Some of the board’s concerns over the stability of the crime victim fund stem from their experiences a few years ago, when the state had to defer reimbursements to victims because there wasn’t enough money.

“We were three years behind paying claims when I came in 2016,” Craft said. 

The fund wasn’t lacking money because it had too many claims from crime victims. It was because former Gov. Bobby Jindal and state lawmakers used its funding for other needs.

At the time, Louisiana was in a budget crisis and Jindal – in an effort to avoid raising taxes – often “swept” the crime victims fund to help pay for higher education and health care programs that it would have been unpopular to cut.

The most recent annual report from the Crime Victims Reparations Board shows the fund should have produced a surplus over the years. Since its inception in 1982, the fund has brought in $72 million and only dispersed $58.9 million, leaving $13 million more in collections than awards, according to the board’s own documents.

In the 2020-2021 state budget cycle, the fund brought in $5.1 million and gave out $3.2 million in grants to crime victims, according to the board’s report. Over a third of the money – $1.3 million – went toward funeral expenses. 

The average award was relatively modest, just $1,120. Board members say they rarely award the maximum amount allowed. Over a third of the grants went to survivors of child sexual abuse. 

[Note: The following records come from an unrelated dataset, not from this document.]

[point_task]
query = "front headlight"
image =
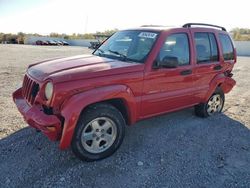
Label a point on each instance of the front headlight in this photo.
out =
(48, 90)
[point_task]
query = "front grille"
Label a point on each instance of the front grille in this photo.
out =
(30, 89)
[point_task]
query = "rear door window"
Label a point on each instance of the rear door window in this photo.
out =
(176, 45)
(206, 48)
(227, 47)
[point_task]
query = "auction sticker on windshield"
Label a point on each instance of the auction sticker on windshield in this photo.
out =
(147, 35)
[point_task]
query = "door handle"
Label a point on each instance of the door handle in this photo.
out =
(186, 72)
(217, 67)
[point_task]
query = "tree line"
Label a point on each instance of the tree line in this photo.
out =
(20, 36)
(238, 34)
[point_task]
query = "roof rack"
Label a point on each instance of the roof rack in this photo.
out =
(152, 26)
(188, 25)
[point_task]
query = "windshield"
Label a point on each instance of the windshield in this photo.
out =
(131, 45)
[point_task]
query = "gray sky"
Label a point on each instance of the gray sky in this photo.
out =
(80, 16)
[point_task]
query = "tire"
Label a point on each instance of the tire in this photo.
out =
(99, 132)
(213, 106)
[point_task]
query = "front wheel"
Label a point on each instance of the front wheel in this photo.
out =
(99, 132)
(213, 106)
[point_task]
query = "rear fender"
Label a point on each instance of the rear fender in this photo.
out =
(222, 81)
(73, 107)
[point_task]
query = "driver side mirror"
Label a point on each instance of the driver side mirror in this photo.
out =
(167, 62)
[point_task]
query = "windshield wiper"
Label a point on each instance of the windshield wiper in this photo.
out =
(98, 49)
(124, 57)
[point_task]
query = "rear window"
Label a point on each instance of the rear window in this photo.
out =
(227, 47)
(206, 47)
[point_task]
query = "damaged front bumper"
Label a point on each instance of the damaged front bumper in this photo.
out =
(34, 115)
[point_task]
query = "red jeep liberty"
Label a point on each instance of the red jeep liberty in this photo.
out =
(85, 101)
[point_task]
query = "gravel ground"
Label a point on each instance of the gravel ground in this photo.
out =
(174, 150)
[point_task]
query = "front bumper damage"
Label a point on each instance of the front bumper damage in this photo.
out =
(50, 125)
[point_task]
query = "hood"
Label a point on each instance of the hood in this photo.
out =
(79, 67)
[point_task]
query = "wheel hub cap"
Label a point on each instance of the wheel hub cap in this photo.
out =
(214, 104)
(99, 135)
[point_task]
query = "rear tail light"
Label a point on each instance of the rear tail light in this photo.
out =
(228, 73)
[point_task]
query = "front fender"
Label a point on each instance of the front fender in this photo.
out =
(73, 107)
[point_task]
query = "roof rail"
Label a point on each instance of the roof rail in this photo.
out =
(188, 25)
(152, 26)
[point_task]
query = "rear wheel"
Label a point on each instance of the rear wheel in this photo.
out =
(213, 106)
(99, 132)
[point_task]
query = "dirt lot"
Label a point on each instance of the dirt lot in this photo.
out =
(174, 150)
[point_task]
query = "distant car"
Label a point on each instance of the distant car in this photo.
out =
(41, 42)
(58, 42)
(52, 42)
(65, 43)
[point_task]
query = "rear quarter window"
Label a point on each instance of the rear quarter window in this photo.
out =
(227, 47)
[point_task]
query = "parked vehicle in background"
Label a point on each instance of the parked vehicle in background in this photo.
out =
(65, 43)
(58, 42)
(41, 42)
(86, 101)
(99, 40)
(52, 42)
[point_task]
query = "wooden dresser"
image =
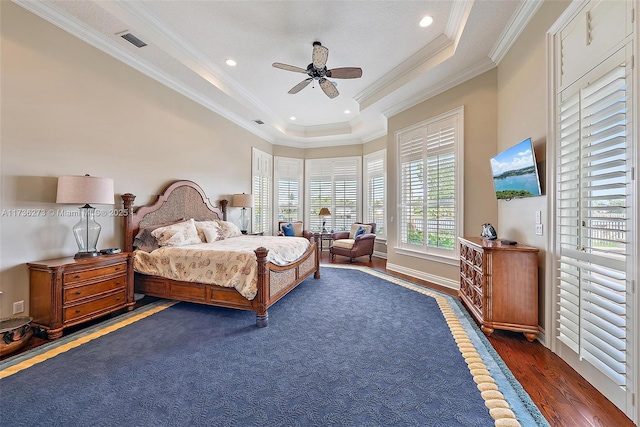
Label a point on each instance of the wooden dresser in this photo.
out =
(499, 285)
(68, 291)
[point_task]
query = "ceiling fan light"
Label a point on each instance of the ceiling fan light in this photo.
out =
(426, 21)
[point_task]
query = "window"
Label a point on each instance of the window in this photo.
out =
(592, 213)
(375, 192)
(334, 184)
(261, 166)
(595, 249)
(288, 188)
(430, 185)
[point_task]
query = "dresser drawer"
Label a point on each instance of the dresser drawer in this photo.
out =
(94, 306)
(75, 293)
(79, 276)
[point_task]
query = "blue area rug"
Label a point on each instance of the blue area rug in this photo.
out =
(350, 349)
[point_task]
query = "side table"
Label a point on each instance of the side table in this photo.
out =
(68, 291)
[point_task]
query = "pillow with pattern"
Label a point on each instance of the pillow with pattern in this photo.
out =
(228, 229)
(145, 241)
(180, 234)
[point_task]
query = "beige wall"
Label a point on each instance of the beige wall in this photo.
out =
(522, 113)
(69, 109)
(479, 97)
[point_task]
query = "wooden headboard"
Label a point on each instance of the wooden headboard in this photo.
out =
(180, 200)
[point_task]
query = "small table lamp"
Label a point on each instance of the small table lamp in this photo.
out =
(243, 201)
(323, 213)
(86, 189)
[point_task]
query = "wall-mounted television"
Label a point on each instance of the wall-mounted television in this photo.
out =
(515, 172)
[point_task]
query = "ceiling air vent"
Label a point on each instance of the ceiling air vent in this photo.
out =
(133, 40)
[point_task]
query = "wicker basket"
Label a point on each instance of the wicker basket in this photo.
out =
(15, 332)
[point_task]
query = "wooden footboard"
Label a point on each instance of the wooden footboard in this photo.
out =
(189, 201)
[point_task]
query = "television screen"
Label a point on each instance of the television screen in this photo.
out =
(515, 172)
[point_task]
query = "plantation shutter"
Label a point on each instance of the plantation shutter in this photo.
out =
(288, 188)
(593, 216)
(261, 192)
(441, 184)
(411, 187)
(334, 184)
(428, 187)
(375, 194)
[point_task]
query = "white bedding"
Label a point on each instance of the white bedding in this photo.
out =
(230, 262)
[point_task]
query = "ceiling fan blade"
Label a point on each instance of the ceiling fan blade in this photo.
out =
(297, 88)
(345, 73)
(329, 89)
(319, 56)
(289, 68)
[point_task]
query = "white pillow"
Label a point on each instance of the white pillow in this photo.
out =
(229, 229)
(354, 228)
(180, 234)
(208, 231)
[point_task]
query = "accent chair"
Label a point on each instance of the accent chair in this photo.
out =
(293, 228)
(355, 243)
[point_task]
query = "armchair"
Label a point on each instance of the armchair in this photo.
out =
(346, 243)
(297, 229)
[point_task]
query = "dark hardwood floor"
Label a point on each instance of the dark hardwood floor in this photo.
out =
(561, 394)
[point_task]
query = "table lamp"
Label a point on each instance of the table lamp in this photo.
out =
(86, 189)
(243, 201)
(323, 213)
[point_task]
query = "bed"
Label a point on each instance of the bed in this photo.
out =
(185, 200)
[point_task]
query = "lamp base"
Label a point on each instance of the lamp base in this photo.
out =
(86, 254)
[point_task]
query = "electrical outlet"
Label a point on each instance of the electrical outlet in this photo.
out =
(18, 307)
(539, 229)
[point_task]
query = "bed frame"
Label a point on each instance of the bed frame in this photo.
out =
(185, 199)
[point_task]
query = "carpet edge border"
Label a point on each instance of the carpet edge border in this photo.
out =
(52, 349)
(500, 416)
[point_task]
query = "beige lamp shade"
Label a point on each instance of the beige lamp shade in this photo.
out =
(85, 190)
(242, 200)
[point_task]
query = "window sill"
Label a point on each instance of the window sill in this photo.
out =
(453, 260)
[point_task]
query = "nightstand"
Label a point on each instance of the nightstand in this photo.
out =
(68, 291)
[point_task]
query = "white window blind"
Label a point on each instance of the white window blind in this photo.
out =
(334, 184)
(375, 194)
(261, 166)
(593, 197)
(288, 178)
(429, 186)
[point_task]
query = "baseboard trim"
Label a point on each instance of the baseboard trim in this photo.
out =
(437, 280)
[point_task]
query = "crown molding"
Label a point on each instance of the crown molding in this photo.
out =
(443, 86)
(87, 34)
(440, 49)
(185, 53)
(514, 28)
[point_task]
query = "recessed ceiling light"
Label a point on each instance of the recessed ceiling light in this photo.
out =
(426, 21)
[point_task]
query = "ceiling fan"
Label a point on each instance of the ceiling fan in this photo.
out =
(317, 70)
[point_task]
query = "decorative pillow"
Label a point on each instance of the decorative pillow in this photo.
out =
(354, 228)
(228, 229)
(287, 229)
(208, 231)
(180, 234)
(145, 241)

The fund is primarily supported through fines and fees collected with criminal convictions, criminal restitution and federal grants. The state is also currently redirecting some of the money it has saved through reducing its prison population to this fund. Louisiana also uses unclaimed gambling winnings to cover the cost of forensic medical exams. 

The board’s top staff member, Bob Wertz, said he is still concerned that the fund’s revenue sources could dry up over the next couple of years. It’s not clear how long the funding coming from the state’s prison population reduction will last. District attorneys are also steering more minor criminal cases through diversion programs that don’t result in convictions and lower the amount of fines and fees collected. 

Not everyone shares Wertz’s concerns over the fund’s solvency. 

The fund’s federal support is partially dependent on the amount of money the board gives out, said Amanda Tonkovich, the board’s chairman and an Edwards appointee. The more money the board spends, the more money the federal government will give Louisiana to cover its grants, she said.

“We already have the funds needed,” said Tonkovich, when testifying to lawmakers in support of the adding flexibility to the fund last spring.